Une fois dans la cuisine, Rosa sortit une cocotte, roussit la valeur d’une demi-tasse de beurre et l’épaissit avec de la farine. À cette mixture elle ajouta un filet de lait, puis du sel, du poivre et de l’oignon en poudre. Elle retira son roux du feu et fit chauffer une casserole d’eau pour les pâtes. Après quoi elle revint dans le séjour pour mettre un disque sur la hi-fi. Elle n’avait aucune idée de ce que c’était. Quand la musique démarra, elle n’écoutait pas et, quand elle s’acheva, elle ne s’en aperçut même pas. Cela la déconcerta de voir qu’il n’y avait pas de draps sur le canapé. Elle avait les cheveux dans la figure. Elle se rendit alors compte que lorsque des flocons de cendre étaient tombés dans son roux, elle les avait intégrés à sa sauce en remuant, comme si c’était des brins de persil séché. Toujours est-il qu’elle avait oublié d’ajouter le vrai persil séché. Et pour une raison inconnue elle déambulait en soutien-gorge.

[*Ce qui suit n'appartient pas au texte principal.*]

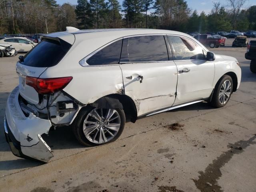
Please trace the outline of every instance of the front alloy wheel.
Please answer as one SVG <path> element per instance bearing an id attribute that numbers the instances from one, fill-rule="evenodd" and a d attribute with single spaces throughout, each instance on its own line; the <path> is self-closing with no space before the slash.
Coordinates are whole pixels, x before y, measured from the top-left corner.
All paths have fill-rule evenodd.
<path id="1" fill-rule="evenodd" d="M 225 106 L 230 98 L 232 90 L 232 78 L 229 75 L 224 75 L 215 86 L 211 104 L 216 108 Z"/>
<path id="2" fill-rule="evenodd" d="M 88 106 L 81 109 L 72 123 L 76 137 L 88 146 L 114 141 L 124 128 L 125 115 L 122 109 L 95 108 Z"/>
<path id="3" fill-rule="evenodd" d="M 231 94 L 231 82 L 226 80 L 221 86 L 219 94 L 219 101 L 220 104 L 226 104 Z"/>

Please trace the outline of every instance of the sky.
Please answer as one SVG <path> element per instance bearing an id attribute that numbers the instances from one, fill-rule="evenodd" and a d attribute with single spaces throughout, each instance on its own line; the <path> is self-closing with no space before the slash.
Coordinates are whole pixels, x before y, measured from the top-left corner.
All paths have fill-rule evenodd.
<path id="1" fill-rule="evenodd" d="M 69 3 L 71 4 L 76 4 L 77 0 L 56 0 L 57 3 L 62 4 L 65 3 Z M 122 0 L 118 0 L 121 5 Z M 186 0 L 188 7 L 192 9 L 197 10 L 199 14 L 204 11 L 206 14 L 209 13 L 213 6 L 213 2 L 218 1 L 216 0 Z M 221 4 L 224 6 L 227 4 L 226 1 L 225 0 L 220 1 Z M 244 6 L 244 8 L 247 8 L 253 5 L 256 5 L 256 0 L 247 0 Z"/>

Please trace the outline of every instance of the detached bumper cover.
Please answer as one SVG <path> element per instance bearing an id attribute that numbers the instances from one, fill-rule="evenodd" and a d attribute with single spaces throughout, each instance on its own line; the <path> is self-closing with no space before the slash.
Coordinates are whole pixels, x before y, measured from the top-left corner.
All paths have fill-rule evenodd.
<path id="1" fill-rule="evenodd" d="M 50 122 L 32 113 L 26 117 L 20 106 L 18 96 L 17 86 L 7 101 L 4 123 L 6 140 L 14 155 L 47 162 L 53 155 L 41 135 L 48 134 L 52 126 Z"/>

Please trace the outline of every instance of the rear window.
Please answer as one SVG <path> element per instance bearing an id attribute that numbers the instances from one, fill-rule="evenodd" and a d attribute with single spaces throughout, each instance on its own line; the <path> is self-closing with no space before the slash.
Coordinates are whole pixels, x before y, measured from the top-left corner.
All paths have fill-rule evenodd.
<path id="1" fill-rule="evenodd" d="M 72 45 L 60 39 L 60 41 L 44 39 L 24 56 L 22 64 L 36 67 L 49 67 L 56 65 Z"/>

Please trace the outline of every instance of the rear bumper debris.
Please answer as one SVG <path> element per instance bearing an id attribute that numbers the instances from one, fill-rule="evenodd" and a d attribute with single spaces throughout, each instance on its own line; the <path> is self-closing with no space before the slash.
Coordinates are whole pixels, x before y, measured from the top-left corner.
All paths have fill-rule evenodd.
<path id="1" fill-rule="evenodd" d="M 14 155 L 48 162 L 53 155 L 41 135 L 48 134 L 51 122 L 32 113 L 25 116 L 19 104 L 19 93 L 17 86 L 8 98 L 4 122 L 6 141 Z"/>

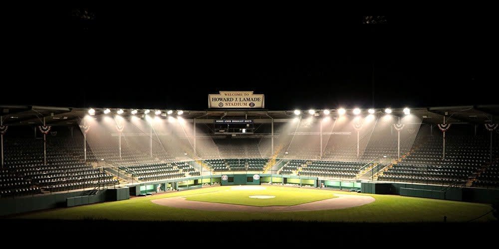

— D’accord, se dit-elle. Et alors ? (Le son de sa voix la calma et focalisa ses pensées.) Il ne connaît rien à la banlieue. (Elle écrasa sa cigarette dans un cendrier en forme de sourcil arqué par la surprise.) Il faut que je m’habille.
Elle retourna dans la chambre et enfila une robe bleue qui lui arrivait aux genoux, avec une ceinture blanche et un col en plumetis. Des voix insidieuses et contradictoires s’élevèrent alors en elle pour dire que cette robe la grossissait et lui donnait des airs de matrone aux hanches rondes, qu’elle devrait plutôt mettre un pantalon. Elle les ignora. Elle brossa ses cheveux jusqu’à ce qu’ils se dressent sur sa tête dans toutes les directions telle une fleur de pissenlit, puis les rabattit en arrière pour les réunir sur sa nuque et les attacher au moyen d’une barrette d’argent. Son attitude redevint hésitante et ahurie pour la question du maquillage, mais elle opta vite pour un soupçon de rouge à lèvres, deux traits prune pas particulièrement bien appliqués, et regagna la salle de séjour pour faire le lit. Dans la cuisine, le poêlon bouillait déjà, et elle secoua bruyamment une boîte de macaronis pour la vider dans l’eau. Puis, dans un saladier, elle se mit à râper un morceau de fromage jaune comme les bus scolaires. Des macaronis au fromage. Au cours de la vie de Rosa, le plat de macaronis semblait régner au cœur même de son sentiment d’embarras ; mais c’était le préféré de Tommy, et elle cédait à l’impulsion de récompenser son fils pour l’exploit qu’il avait accompli. Et, sans savoir pourquoi, elle doutait que Joe – s’était-il vraiment claquemuré dans un bureau de l’Empire State Building depuis les années 1940 ? – serait sensible au message socio-économique inhérent au rata brun et or qui bouillottait dans sa cocotte blanche Corning avec la fleur bleue sur le côté.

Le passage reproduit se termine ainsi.